ISS Science Update for Week of November 11

JAXA astronaut Koichi Wakata participates in the Reversible Figures experiment. (Credit: NASA TV)
JAXA astronaut Koichi Wakata participates in the Reversible Figures experiment. (Credit: NASA TV)

ISS Science Highlights
Week of Nov. 11, 2013
John Love, Lead Increment Scientist
Expedition 37/38

Aboard the International Space Station, the Expedition 38 crew removed InSPACE-3 hardware from the Microgravity Science Glovebox (MSG) to prepare for the Selectable Optics Diagnostic Instrument-Diffusion Coefficient in Mixtures 2 (SODI-DCMIX 2) installation. InSPACE-3 stands for Investigating the Structure of Paramagnetic Aggregates from Colloidal Emulsions-3. Nine of 12 additional runs have been completed.

The study’s purpose is to obtain fundamental data about Magnetorheological, or MR fluids. These fluids are a type of smart fluid that tends to self-assemble into shapes. When they are exposed to a magnetic field, they can transition into a nearly solid-like state. When the magnetic field is removed, they return to a liquid state. After the magnetic field is applied to an MR fluid, the microstructures form a rigid lattice that causes the suspension to stiffen.

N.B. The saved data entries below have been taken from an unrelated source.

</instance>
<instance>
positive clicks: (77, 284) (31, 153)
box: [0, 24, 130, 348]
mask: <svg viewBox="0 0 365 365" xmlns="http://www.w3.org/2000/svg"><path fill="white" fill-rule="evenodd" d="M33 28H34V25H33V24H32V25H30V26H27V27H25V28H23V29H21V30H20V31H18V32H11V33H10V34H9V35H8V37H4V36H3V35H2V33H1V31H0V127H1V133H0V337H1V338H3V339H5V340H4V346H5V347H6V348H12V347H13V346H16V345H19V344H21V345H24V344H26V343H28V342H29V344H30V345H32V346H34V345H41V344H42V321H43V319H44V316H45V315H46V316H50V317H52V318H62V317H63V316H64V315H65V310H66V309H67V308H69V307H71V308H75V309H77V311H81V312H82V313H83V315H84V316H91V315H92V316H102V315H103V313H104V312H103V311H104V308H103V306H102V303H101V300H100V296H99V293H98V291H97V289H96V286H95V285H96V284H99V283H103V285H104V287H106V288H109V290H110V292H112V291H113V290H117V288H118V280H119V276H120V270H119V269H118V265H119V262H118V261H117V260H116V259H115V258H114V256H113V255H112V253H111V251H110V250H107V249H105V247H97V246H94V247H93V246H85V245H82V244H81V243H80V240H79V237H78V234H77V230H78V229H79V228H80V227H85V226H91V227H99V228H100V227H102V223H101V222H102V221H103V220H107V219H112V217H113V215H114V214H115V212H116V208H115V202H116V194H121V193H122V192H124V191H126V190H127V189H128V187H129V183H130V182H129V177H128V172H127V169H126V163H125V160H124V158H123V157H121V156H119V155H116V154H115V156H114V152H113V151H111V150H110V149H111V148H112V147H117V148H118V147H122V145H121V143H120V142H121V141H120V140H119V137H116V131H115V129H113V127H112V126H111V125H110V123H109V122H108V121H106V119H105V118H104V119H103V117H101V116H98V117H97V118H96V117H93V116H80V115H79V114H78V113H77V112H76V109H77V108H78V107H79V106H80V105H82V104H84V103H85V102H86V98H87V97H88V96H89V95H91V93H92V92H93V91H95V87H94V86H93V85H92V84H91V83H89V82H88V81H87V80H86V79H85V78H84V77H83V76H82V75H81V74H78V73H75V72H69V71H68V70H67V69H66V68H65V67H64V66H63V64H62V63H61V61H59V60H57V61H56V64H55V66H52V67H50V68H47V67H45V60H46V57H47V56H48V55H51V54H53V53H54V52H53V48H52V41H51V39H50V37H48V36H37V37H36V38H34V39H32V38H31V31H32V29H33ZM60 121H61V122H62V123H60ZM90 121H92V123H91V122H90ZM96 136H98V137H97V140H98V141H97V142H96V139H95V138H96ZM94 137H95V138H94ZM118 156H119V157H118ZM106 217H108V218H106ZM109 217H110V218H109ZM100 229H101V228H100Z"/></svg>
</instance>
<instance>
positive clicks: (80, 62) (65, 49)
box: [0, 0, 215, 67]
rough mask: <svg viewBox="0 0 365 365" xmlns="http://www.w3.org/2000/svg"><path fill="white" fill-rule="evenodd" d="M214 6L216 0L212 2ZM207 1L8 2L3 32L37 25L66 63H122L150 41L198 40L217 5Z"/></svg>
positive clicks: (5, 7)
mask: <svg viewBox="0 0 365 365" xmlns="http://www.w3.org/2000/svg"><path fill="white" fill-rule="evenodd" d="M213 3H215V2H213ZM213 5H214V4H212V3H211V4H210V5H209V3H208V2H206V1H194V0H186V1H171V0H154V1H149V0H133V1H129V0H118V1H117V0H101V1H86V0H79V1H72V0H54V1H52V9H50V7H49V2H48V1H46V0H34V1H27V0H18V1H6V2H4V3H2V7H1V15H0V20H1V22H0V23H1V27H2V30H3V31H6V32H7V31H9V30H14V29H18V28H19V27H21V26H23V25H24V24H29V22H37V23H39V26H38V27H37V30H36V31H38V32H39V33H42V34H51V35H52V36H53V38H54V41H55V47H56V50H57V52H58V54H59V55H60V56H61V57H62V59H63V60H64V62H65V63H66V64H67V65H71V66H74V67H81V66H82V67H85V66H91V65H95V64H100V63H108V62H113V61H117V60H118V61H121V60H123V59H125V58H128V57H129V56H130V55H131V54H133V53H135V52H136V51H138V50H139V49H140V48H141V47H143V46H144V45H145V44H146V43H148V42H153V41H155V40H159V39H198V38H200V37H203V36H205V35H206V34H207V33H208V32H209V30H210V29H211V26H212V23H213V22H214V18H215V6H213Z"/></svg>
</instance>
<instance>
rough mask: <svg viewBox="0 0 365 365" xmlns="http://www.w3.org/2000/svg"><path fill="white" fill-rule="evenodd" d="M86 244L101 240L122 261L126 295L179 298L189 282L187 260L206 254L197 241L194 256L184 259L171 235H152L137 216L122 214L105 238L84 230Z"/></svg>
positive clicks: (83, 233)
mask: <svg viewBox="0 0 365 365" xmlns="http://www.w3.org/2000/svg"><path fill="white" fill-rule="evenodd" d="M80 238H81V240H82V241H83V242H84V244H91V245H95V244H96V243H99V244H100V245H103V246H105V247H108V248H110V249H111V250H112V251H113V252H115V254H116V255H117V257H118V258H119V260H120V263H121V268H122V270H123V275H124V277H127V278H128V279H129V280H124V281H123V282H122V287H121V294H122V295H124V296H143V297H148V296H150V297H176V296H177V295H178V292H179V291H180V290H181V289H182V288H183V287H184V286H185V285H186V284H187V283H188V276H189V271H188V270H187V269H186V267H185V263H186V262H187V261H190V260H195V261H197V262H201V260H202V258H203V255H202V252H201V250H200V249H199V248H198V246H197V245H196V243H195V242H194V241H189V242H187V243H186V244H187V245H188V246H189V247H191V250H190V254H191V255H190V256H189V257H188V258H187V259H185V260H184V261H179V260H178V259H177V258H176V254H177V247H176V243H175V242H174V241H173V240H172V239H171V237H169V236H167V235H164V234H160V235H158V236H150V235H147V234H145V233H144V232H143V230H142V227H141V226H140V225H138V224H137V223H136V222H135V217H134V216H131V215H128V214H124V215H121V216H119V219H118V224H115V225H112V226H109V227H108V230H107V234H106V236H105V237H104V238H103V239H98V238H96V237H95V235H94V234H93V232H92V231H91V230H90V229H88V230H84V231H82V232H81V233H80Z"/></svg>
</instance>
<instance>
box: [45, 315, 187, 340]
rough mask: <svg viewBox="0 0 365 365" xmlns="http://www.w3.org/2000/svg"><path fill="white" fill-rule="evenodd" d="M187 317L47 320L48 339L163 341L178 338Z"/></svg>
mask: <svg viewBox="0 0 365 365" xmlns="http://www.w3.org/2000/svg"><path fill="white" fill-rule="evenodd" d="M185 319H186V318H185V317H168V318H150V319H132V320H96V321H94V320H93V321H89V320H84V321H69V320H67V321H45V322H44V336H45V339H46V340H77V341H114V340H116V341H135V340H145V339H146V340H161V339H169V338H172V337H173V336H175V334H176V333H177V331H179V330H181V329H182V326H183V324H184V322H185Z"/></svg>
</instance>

The study of MR fluids on Earth is difficult as these paramagnetic particles sediment, or sink, while the magnetic field is applied, effecting the formation of aggregate structures. The low-gravity environment that is provided on the space station will eliminate this sedimentation effect. The rapid transformation of these fluids has many possible technological applications on Earth, especially for actuator-type devices. This technology has promise to improve the ability to design structures, such as bridges and buildings, to better withstand earthquake forces.

NASA astronaut Michael Hopkins prepared hardware for the SODI-DCMIX 2 investigation inside the MSG. The purpose of this study is the measurement of diffusion coefficients of selected ternary mixtures taking advantage of the reduced gravity environment on station. Data from these space studies may help the oil industry generate formulas to predict correct measurements for the liquid to gas ratio in potential wells. This information aids geophysics and mineralogy experts as they evaluate the capacity of reservoirs — collections of natural resources that lay hidden in the ground.

The test samples for SODI will be arriving at the station aboard the Progress 53 cargo ship, scheduled to launch from the Baikonur Cosmodrome in Kazakhstan in late November.

NASA astronaut Michael Hopkins conducts a session with the Capillary Flow Experiment. (Credit: NASA)
NASA astronaut Michael Hopkins conducts a session with the Capillary Flow Experiment. (Credit: NASA)f

Seven to 10 test points were completed on the Interior Corner Flow 5 (ICF-5) test vessel during the Capillary Flow Experiment-2 (CFE-2). CFE-2 investigates how fluids move up surfaces in microgravity, and will be used to improve low-gravity fluid systems on future spacecraft. CFE results are also being considered for improving fluid flow in miniaturized biological devices used for health screening and analysis here on Earth.

Radi-N2 bubble detectors’ deployment (Credit: NASA)
Radi-N2 bubble detectors’ deployment (Credit: NASA)

The crew deployed bubble detectors and photographed their positions for the RaDI-N2 Neutron Field Study (RaDI-N2). This investigation uses newly developed bubble spectrometers to measure neutron radiation levels in different areas of the space station. The spectrometers have been designed to only detect neutrons and ignore all other radiation. The objective of this investigation is to better characterize the station neutron environment and define the risk posed to the crew members’ health and provide the data necessary to develop advanced protective measures for future spaceflight.

Other human research investigations continued for various crew members including Cardio Ox, Journals, Ocular Health, Reversible Figures, Space Headaches, and Repository, and Dietary Intake Can Predict and Protect Against Changes in Bone Metabolism During Spaceflight and Recovery, or Pro K.